REPUBLIKA.CO.ID, JAKARTA -- Presiden Konfederasi Serikat Buruh Sejahtera Indonesia (KSBSI) Mudhofir Khamid mengaku prihatin ketika melihat aksi unjuk rasa pengemudi taksi yang berujung pada bentrokan dengan sesama pengemudi transportasi lainnya di beberapa titik di DKI Jakarta.
"Saya melihat bahwa persaingan usaha antarkorporasi telah berkembang menjadi konflik horizontal antara sesama kelas buruh, antarsesama pengemudi taksi dan angkutan umum, serta pengemudi Gojek, seperti yang terjadi hari Selasa (22/03) lalu," ujar Mudhofir dalam rilisnya, Kamis (24/3).
Mudhofir mengingatkan pemerintah harus mengambil langkah tegas dan bijaksana dalam permasalahan ini dan jangan terkesan lambat agar tidak meluas serta memakan korban yang lebih besar. Dia mengatakan, permasalahan yang terjadi bukan semata-mata soal pengemudi transportasi konvensional melawan pengemudi transportasi daring, terdaftar atau tidak, bayar pajak atau tidak, melainkan lebih besar lagi, yaitu permasalahan ekonomi yang dirasakan begitu beratnya oleh kelas buruh transportasi umum di Indonesia.
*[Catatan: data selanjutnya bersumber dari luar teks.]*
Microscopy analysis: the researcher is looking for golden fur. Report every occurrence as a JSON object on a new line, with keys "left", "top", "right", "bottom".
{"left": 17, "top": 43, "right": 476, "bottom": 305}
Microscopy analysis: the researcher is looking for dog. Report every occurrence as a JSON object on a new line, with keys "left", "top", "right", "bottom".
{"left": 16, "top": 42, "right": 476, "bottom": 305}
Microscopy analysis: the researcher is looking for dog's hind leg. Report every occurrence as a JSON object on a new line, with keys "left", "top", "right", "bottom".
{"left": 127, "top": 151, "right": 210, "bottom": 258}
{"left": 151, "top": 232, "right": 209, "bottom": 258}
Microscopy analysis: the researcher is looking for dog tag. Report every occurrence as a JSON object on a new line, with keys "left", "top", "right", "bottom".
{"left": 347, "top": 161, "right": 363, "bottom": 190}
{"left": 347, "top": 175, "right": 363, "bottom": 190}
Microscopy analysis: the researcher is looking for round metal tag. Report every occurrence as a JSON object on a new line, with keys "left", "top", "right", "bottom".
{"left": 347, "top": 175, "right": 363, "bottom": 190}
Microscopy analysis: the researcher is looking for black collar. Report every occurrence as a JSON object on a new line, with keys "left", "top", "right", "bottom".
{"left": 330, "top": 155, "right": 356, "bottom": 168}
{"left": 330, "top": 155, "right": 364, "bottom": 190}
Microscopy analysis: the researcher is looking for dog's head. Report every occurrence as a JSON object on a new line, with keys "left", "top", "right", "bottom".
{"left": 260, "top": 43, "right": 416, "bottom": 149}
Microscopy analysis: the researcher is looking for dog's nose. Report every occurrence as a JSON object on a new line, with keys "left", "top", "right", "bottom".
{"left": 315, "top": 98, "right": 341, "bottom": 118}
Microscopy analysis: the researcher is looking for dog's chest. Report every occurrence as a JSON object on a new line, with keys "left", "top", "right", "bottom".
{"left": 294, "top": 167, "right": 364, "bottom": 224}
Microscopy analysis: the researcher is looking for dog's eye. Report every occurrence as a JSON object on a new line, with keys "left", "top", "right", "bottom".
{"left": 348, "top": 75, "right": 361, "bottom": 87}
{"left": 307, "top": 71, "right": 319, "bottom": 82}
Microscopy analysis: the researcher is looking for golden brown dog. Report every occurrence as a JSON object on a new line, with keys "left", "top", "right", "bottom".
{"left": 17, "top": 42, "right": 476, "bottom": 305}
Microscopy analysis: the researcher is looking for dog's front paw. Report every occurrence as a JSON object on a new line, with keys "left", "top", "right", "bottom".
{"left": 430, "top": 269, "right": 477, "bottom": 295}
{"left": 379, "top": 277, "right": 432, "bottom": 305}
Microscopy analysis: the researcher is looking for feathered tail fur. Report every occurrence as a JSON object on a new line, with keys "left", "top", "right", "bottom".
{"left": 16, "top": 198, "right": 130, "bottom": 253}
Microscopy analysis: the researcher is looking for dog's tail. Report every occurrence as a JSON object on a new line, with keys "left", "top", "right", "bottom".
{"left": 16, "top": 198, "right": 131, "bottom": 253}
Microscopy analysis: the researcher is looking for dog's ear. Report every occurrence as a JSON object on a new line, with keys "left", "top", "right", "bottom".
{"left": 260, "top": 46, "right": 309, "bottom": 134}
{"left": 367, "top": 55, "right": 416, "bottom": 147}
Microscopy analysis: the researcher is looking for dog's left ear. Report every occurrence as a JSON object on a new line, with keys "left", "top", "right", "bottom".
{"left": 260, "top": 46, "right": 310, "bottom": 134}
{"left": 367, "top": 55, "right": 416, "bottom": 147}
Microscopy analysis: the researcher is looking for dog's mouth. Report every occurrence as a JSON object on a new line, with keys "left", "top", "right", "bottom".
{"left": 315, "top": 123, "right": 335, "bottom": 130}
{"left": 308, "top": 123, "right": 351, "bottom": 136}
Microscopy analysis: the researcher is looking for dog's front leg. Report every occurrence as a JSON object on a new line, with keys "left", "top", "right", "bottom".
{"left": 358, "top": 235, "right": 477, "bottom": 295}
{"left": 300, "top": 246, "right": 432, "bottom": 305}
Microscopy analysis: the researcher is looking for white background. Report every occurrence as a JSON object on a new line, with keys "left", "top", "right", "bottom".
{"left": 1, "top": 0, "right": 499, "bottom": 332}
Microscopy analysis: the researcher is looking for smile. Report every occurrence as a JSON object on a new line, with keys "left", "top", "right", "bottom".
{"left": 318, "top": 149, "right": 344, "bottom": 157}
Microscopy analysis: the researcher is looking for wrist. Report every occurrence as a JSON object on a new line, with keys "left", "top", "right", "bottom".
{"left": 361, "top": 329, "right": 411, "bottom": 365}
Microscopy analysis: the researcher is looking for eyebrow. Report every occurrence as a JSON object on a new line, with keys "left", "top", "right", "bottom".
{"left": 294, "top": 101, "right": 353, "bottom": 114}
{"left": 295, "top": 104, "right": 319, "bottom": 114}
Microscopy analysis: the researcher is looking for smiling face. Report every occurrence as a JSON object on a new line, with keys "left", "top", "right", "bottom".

"Faktanya berkata bahwa sebagian penduduk Indonesia sudah jatuh hati dengan transportasi online, dan juga berhasil menjadi mata pencarian alternatif bagi banyak orang," tutur dia.
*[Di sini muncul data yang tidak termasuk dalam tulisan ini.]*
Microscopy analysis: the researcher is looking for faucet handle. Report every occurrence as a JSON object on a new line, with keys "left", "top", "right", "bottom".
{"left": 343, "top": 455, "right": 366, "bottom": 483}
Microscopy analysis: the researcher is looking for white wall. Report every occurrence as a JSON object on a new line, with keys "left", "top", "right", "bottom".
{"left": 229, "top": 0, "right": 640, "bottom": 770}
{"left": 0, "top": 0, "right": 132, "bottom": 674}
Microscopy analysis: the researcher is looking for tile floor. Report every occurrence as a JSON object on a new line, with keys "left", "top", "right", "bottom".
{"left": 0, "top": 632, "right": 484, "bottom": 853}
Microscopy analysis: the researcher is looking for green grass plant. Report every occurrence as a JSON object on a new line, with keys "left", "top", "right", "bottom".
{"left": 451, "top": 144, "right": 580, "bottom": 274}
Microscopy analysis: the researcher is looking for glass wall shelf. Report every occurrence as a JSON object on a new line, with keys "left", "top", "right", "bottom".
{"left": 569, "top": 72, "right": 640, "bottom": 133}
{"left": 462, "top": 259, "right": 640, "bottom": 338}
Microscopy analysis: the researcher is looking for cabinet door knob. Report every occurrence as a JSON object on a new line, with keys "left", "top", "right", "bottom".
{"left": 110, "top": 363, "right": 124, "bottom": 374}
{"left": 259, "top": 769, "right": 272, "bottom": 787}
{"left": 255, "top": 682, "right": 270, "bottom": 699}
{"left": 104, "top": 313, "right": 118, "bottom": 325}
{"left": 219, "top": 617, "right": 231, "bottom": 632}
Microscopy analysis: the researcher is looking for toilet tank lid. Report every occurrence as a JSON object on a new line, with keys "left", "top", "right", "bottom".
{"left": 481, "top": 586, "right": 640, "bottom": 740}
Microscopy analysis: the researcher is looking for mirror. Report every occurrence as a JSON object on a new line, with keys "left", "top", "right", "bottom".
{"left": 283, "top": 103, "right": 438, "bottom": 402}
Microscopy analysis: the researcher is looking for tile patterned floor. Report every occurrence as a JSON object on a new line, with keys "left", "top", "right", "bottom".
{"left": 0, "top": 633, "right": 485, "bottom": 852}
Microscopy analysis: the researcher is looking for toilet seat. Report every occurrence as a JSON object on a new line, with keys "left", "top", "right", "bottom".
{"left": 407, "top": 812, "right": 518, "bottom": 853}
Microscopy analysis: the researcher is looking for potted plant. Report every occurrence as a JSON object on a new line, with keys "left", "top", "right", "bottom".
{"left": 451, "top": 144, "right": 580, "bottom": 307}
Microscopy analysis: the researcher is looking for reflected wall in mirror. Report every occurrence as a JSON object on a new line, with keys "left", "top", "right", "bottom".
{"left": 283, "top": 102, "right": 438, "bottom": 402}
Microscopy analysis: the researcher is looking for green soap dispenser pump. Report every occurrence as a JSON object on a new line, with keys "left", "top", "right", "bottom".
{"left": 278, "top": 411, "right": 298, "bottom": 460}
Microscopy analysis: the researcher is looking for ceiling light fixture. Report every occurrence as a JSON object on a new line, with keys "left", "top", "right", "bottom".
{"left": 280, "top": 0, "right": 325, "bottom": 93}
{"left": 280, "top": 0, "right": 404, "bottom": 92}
Namun, di sisi lain, kata Mudhofir, pemerintah pun harus mendengarkan tuntutan dari pengemudi transportasi konvensional, yang nyata-nyata menjadi korban akibat persaingan usaha antarkorporasi.
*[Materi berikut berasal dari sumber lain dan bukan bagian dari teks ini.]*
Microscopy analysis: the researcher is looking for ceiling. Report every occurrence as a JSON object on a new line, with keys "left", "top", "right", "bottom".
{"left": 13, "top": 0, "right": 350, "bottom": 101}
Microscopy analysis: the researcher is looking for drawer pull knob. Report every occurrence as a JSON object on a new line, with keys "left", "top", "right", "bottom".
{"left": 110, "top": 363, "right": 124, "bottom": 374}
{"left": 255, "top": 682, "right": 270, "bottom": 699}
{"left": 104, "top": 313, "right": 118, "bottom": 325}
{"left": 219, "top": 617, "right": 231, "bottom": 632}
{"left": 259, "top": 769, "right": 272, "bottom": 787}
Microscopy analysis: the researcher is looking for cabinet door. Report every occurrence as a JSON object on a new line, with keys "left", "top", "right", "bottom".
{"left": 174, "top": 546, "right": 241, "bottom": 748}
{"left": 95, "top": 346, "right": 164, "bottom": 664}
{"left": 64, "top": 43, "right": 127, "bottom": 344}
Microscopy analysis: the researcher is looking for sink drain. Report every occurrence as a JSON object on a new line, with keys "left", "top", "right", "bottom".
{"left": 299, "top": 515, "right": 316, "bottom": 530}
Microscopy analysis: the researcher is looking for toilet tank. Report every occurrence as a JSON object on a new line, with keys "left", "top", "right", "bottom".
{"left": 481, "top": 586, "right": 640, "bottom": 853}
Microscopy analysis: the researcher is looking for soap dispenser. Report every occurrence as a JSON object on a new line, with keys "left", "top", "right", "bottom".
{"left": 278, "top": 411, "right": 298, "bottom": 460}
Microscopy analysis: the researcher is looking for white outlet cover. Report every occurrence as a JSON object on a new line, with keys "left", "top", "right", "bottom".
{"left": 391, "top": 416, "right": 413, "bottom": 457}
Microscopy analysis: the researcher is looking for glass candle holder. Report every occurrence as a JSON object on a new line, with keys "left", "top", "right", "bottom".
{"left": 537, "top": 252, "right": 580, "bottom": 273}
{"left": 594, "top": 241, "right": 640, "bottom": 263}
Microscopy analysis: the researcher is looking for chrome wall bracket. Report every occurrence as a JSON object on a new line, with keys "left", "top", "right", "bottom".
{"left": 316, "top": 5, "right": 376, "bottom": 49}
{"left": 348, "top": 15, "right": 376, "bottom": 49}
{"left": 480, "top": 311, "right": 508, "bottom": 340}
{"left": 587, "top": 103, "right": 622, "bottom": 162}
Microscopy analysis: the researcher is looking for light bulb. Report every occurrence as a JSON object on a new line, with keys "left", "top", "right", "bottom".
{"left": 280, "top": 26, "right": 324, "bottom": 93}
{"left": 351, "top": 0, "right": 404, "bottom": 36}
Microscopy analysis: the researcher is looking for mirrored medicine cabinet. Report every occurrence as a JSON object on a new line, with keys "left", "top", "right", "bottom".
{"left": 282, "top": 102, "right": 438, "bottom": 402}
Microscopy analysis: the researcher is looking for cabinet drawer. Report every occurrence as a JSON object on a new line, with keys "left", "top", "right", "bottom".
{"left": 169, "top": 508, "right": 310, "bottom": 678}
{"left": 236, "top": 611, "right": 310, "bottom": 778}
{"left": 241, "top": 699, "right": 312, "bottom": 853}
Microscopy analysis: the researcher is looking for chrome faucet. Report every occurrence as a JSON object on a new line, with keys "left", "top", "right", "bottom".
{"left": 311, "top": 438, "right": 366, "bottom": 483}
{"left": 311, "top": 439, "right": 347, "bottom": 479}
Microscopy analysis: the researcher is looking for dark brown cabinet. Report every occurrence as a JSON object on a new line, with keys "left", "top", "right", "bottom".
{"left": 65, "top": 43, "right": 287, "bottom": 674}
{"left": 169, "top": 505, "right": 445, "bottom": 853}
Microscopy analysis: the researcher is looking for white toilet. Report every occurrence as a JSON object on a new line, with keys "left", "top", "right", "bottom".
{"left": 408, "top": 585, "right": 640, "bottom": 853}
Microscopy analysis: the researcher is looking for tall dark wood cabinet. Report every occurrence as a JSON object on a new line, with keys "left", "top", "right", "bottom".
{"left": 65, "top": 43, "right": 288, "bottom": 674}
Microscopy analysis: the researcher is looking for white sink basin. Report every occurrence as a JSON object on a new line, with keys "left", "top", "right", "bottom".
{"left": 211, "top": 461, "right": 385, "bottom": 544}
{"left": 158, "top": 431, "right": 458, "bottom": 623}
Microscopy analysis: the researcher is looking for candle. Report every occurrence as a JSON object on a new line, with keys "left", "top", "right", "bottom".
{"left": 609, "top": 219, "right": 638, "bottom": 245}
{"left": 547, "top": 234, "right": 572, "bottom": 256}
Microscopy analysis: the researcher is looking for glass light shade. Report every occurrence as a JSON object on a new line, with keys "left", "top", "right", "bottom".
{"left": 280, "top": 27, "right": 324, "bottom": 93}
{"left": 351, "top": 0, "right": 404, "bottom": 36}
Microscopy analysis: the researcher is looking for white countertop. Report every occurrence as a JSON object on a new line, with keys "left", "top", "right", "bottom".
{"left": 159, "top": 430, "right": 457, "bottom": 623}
Selain itu, tambah Mudhofir, soal birokrasi dan perizinan perusahaan bukan urusan buruh, urusan soal pajak yang harus dibayar oleh perusahaan bukan tanggung jawab buruh, itu urusan perusahaan dan pemerintah. Buruh transportasi atau pengemudi, baik konvensional maupun daring, hanya berkewajiban menjalankan kewajibannya bekerja sesuai prosedur yang ada.